E’ morto giovedì pomeriggio il dissidente Liu Xiaobo detenuto da 8 anni.

Accanto a lui la moglie Liu Xia, poetessa anche lei prigioniera come il marito. Aveva 61 anni e da tempo era malato di cancro al fegato. Primo cinese ad essere insignito del Premio Nobel per la pace di recente era stato trasferito dal carcere in un ospedale di Shenyang, nella provincia settentrionale di Liaoning, dopo che le sue condizioni erano peggiorate.
Protagonista del famoso movimento di piazza Tienanmen nel 1989 lo scrittore e professore di letteratura nel 2009 era stato condannato dal regime a 11 anni di carcere per “incitamento alla sovversione dello Stato” .

liu
Nel 2010 l’attivista era stato insignito del premio Nobel “per la sua lunga e non violenta battaglia per i diritti fondamentali in Cina”, ma purtroppo non poté andare a ritirarlo: fece una certa impressione quando alla cerimonia di consegna alla Sala dei Concerti di Stoccolma il professore fu rappresentato simbolicamente da una sedia vuota.
Ma buona parte della Cina neppure conosce Liu e chi ne ha sentito parlare difficilmente sa della sua partecipazione ai disordini di Tienanmen. La censura è calata dunque sulla sua morte nella stessa maniera in cui si è abbattuta come una scure sulla sua vita, sulle sue battaglie per la democrazia.
Prima di finire in carcere il professore scriveva che sarebbe stato proprio internet la forza propulsiva che avrebbe contribuito a cambiare gli equilibri in Cina e che lo sforzo del governo di controllare la rete sarebbe stato alla fine inutile.
Ma invece, purtroppo, non è andata così e le montagne di denaro per la costruzione di una imponente difesa web per bloccare tutto ciò che viene considerato dal partito anticinese ha dato i suoi frutti, ossia risultati più duri e restrittivi in termini di controllo sui cittadini.
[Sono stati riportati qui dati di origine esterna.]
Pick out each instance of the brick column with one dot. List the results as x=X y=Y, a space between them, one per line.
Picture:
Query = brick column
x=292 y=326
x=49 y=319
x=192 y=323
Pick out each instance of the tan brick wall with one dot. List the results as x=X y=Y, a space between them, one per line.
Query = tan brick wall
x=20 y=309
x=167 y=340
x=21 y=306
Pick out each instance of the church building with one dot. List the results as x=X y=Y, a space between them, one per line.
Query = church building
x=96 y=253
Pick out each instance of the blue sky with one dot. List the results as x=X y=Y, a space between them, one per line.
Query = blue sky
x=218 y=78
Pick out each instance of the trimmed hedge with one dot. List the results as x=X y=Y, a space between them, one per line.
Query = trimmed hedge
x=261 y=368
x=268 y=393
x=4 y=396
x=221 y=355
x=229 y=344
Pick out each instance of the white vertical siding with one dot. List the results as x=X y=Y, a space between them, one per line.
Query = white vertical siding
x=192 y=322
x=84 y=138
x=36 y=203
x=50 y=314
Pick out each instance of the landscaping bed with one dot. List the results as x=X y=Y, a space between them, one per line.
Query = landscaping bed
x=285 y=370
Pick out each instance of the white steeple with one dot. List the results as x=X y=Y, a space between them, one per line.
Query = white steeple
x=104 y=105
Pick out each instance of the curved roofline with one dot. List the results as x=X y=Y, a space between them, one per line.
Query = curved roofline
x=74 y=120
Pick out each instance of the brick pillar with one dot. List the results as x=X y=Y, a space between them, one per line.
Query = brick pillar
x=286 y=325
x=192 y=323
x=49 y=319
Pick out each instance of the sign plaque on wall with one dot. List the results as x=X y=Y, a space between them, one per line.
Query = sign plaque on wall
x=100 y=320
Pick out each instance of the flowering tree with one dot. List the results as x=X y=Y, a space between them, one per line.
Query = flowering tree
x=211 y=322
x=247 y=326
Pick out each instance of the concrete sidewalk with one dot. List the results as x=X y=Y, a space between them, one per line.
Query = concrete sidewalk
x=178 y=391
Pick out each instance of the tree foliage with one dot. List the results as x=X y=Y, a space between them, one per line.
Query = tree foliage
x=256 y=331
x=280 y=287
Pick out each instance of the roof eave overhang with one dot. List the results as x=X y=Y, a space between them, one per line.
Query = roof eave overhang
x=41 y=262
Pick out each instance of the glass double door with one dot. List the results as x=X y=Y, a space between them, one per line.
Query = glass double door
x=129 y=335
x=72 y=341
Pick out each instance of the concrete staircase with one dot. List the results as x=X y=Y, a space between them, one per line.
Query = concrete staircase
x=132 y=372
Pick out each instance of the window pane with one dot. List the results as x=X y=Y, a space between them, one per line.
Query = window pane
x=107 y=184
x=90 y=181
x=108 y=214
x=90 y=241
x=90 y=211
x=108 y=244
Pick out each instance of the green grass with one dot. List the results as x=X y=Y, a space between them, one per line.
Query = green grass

Ora quello che imbarazza maggiormente è il silenzio del mondo libero, dell’occidente che sulla questione difesa dei diritti umani sembra non accorgersi, finge di non sapere. E questo per difendere tutta una serie di interessi economici che legano molte realtà industriali, come dell’Unione europea e degli Usa, a Pechino.